Most depressing of all however is its veneration of a culture of death. A narration provided by Chief Petty Officer Dave (no second name provided) propels the film as we hear him read from a letter addressed to the infant son of his deceased comrade Lt. Rorke, extolling the departed man’s virtues and elucidating a warrior’s code. When the child comes of age this screed will no doubt provide solid ethical and moral foundations, the tenets of a militaristic pseudo-philosophy compensating for a dead father.

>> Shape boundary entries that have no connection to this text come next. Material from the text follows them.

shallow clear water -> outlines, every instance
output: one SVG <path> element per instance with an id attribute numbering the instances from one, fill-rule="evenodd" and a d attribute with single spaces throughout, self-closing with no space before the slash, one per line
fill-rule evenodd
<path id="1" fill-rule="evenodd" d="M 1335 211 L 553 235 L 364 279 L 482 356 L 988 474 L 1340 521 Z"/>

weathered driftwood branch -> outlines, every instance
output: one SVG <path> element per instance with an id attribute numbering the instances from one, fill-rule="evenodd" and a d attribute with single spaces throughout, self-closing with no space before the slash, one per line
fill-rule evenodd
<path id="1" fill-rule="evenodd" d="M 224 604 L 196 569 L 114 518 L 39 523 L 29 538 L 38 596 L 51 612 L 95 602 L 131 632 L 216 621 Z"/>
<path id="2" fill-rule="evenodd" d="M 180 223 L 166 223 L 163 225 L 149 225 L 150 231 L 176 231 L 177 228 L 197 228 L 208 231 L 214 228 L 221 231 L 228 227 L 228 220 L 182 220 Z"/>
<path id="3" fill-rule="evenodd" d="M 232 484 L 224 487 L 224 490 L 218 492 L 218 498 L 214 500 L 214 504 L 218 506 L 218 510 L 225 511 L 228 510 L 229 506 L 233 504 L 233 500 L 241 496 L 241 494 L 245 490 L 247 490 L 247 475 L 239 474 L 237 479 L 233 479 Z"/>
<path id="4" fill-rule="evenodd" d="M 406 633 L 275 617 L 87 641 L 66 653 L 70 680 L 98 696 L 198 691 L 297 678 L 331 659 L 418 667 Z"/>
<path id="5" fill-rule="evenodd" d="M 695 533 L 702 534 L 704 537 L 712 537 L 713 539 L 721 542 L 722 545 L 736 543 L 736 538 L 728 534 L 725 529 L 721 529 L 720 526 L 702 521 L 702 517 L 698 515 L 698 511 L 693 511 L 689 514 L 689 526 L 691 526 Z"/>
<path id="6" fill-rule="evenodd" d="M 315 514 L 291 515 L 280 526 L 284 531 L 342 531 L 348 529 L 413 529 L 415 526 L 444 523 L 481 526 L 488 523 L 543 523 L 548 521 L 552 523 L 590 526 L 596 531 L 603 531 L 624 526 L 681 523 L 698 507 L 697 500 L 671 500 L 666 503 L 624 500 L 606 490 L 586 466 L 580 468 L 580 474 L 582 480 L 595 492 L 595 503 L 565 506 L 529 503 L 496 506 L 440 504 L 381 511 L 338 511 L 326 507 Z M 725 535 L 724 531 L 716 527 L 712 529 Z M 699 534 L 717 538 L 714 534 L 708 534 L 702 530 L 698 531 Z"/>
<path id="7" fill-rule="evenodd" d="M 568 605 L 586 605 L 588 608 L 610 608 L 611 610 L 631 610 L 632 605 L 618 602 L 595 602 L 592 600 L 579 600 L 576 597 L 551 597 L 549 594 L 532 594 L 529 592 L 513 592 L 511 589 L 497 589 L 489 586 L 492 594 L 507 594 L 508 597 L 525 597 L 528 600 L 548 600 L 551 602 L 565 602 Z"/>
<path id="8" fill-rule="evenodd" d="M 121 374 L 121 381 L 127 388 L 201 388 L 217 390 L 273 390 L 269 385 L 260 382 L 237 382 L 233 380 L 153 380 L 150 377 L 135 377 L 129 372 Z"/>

The flick’s ending sequence juxtaposes the mournful dramaturgy of the Seal’s funeral with the weeping widow and child at home. “You have warriors' blood in your veins...” says Dave during the penultimate part of the narration before his voice and that of Rorke’s merge, the dead father going on to quote an abridged version of a poem by Native American Chieftain Tacumseh. “Sing your death song and die like a hero going home...” The camera slowly zooms in upon the kid in his highchair, the tot clad in a tiny t-shirt emblazoned with the Navy Seal emblem, the associations subtle yet palpable. The next generation ready to roll off the assembly line, fresh flesh for the grinder, an education for death.
Even the folksy blue-jean dirge that plays over the closing credits hammers is all about taking a bullet, “...would i give my life, could I make that sacrifice, if it came down to it could I take that bullet, I would, yes I would.” A photo montage accompanies the track featuring members of the armed services, WW2 Vets, firemen, policemen, American football players and mountaineers etc. Anyone in uniform being worthy of worship, reverence for authority, outdoorsy iconography promoting the necessary lifestyle for the next generation of warriors, what it means to be an American mediated exclusively through that which is martial.
Unless you’re an adolescent naïf or avid Guns and Ammo reader, undiluted propaganda such as this should taste like sewerage. If anything Act of Valour proves a sugary additive is essential in making ideological horse tablets easier to swallow. If Hollywood insists on intermittently disgorging such offal and maintaining its unholy symbiosis with the Pentagon, pray that it does so in the form of Michael Bay. Pray for the undulations of Megan Fox’s boobies and talking robots from outer-space as opposed po-faced sanctimony and drear threnodys espousing how sweet and honourable it is to die with rifle in hand. That’s right, if we must be propagandised, pray for Bayhem.